Prognostic implications and utility of LUS scoring
Y Lichter et al found the presence of pleural effusion, pleural
thickening and a high total LUS score at baseline examination were
significantly associated with increased mortality. The unadjusted hazard
ratio of death for patients with LUS score >18 was 2.65
[1.14–6.3], p = 0.02, suggesting a 2.6-fold increase in mortality
in those patients[86]. Extent of lung involvement on LUS was
predictive of the need for intensive care unit admission as noted by
Bonadia N et al, patients admitted to ICU had a median 93% of areas
involved versus 20% of areas involved in patients who did not require
ICU admission[92]. In a study by Zhao L et al., a LUS score cutoff
point of 32 was found to predict refractory disease (defined as
respiratory failure with a PaO2/FiO2 of ≤100 mm Hg or patients who were
treated with ECMO) with a specificity of 89.3% and a sensitivity of
57.1%[93] Description of LUS scores in individual studies is
provided in supplementary Table 2 . Castelao J et al used a
self-designed scoring system to evaluate severity of lung involvement.

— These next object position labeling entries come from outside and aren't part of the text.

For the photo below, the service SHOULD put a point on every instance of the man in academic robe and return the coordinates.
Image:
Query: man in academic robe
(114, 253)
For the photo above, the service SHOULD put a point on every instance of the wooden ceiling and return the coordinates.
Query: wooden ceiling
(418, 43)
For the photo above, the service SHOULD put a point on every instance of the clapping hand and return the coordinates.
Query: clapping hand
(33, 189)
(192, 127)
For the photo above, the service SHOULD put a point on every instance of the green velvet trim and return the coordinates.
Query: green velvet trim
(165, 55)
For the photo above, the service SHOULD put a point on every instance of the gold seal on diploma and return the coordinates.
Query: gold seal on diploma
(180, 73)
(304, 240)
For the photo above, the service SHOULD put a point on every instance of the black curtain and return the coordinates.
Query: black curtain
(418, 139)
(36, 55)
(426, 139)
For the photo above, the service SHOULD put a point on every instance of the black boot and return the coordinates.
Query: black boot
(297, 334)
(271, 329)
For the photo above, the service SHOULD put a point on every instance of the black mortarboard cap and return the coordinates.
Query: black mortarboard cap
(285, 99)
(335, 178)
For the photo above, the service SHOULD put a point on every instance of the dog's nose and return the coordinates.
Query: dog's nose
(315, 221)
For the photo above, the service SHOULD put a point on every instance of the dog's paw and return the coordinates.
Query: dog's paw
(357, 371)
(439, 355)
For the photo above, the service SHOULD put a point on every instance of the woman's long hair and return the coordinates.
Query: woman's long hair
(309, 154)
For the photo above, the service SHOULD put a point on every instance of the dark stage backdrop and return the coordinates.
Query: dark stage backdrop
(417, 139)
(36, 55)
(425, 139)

The total lung score showed a strong correlation (r = −0.765) with the
oxygen pressure–to–fraction of inspired oxygen ratio, and the anterior
region lung score was significant (OR, 2.159; 95% confidence interval,
1.309–3.561) for the risk of requiring noninvasive respiratory support
(NIRS)[84]. LUS score correlated with IL-6 concentrations (r = 0.52,
p = 0.001) and arterial pCO2 (r = 0.30, p = 0.033) and was inversely
correlated with oxygenation (r = − 0.34, p = 0.001) in mechanically
ventilated patients with COVID-19[94].